Yes, all kinds of mythical explanations for their appearance and disappearance. Lemming populations boom and bust, leading to hoards of lemmings appearing suddenly (dropped from the sky?), getting into everything, and swimming randomly away from shore. Then, after a while, there are none. Like, none. They’ve all gone. Did they all walk out to sea?

Also, they are an arctic creature – so they were almost mythical to begin with.

One night while I lay in a sleeping bag, a spider crawled across my balls.

It tasted awful.

The claim was

(my bolding) which is silly because there is nothing special about the skin. If you are going to provide good sex education then discussing it realistically is better rather than providing nonsense.

The pull out method has a very high failure rate from other factors, including men failing to pull out. That’s what kids need to be told.

Balls to brain: “I taste something fishy here!”
Brain to balls: “Keep it up, we will eventually like it. Do NOT hurry!”

I believed the “blood turns blue after the oxygen is delivered; that’s why veins look blue” myth way, way later than I should have. Like, my son who was in 4th grade corrected me saying “That’s not what Mrs. Teacher said. She said that’s a myth.” So I looked it up. Oops.

“Oh yeah? Well my Mrs. Teacher Lady from back in the 1970s was wrong!”

I also believed ponies were juvenile horses until I read this thread.

If its burning its working

This reminds me so much of a post that I can’t link to because I can’t find it. Suffice to say, someone posted this exchange with her SO (paraphrased):

Her: Aw, this plant died.

Him: Wait, don’t throw it out! Just pour in a lot of water.

Her: That won’t work; it’s too late.

Him: No, you can save a plant by watering it a lot.
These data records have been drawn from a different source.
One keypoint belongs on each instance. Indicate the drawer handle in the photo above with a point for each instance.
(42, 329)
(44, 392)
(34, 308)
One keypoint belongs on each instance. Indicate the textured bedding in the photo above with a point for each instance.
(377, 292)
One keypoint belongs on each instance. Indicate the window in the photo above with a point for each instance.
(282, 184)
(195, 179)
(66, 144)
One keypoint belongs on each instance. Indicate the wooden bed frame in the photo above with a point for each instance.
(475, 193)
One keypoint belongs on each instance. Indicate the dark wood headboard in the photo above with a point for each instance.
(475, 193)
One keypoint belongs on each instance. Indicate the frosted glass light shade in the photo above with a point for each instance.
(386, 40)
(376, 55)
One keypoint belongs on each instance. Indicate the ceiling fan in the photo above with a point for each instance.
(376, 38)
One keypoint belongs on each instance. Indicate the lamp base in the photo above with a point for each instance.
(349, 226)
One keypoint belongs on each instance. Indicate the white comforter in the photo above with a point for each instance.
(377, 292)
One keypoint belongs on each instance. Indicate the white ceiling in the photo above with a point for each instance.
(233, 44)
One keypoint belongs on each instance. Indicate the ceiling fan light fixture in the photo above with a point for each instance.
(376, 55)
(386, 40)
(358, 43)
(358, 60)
When I was in elementary school, we were growing flowers to give to our moms on Mother’s Day, and I forgot to water mine, and the week before Mother’s Day, it looked just like that. So the teacher told me to pour in some water, and the next day I came in and it was in full bloom. It grew overnight.

Her:…In however many years since then, you never figured out that the teacher replaced your dead flower with a live one?

Him: :eek:

A very wise teacher once told us that much of what he was teaching would likely some day be proven wrong. He said school should be looked at as learning how to think, not what to think.

This one is kind of iffy. Like millions of other examples in English, people use pony as a shorthand and most non-horse people understand the meaning. It’s more of a linguistic mistake than not understanding there are small horse breeds. I doubt if you were standing in front of an adult pony, you would think, ‘there’s a juvenile horse’.

“The beef in Jack in the Box all-beef tacos is actually soy”

“The meatballs in Subway subs are actually just bread”

In retrospect it seems like they would be setting themselves up for a massive lawsuit if a place called something meat when it was actually entirely non-meat.

When I was a kid my dad told me Dairy Queen at some point was required to stop using “burger” to describe their high soy content patties. I think that was the origin of hunger buster.

This thread has made me question that.

There are an astonishing number of people who believe(d) that KFC changed it’s name from Kentucky Fried Chicken because they stopped using chicken.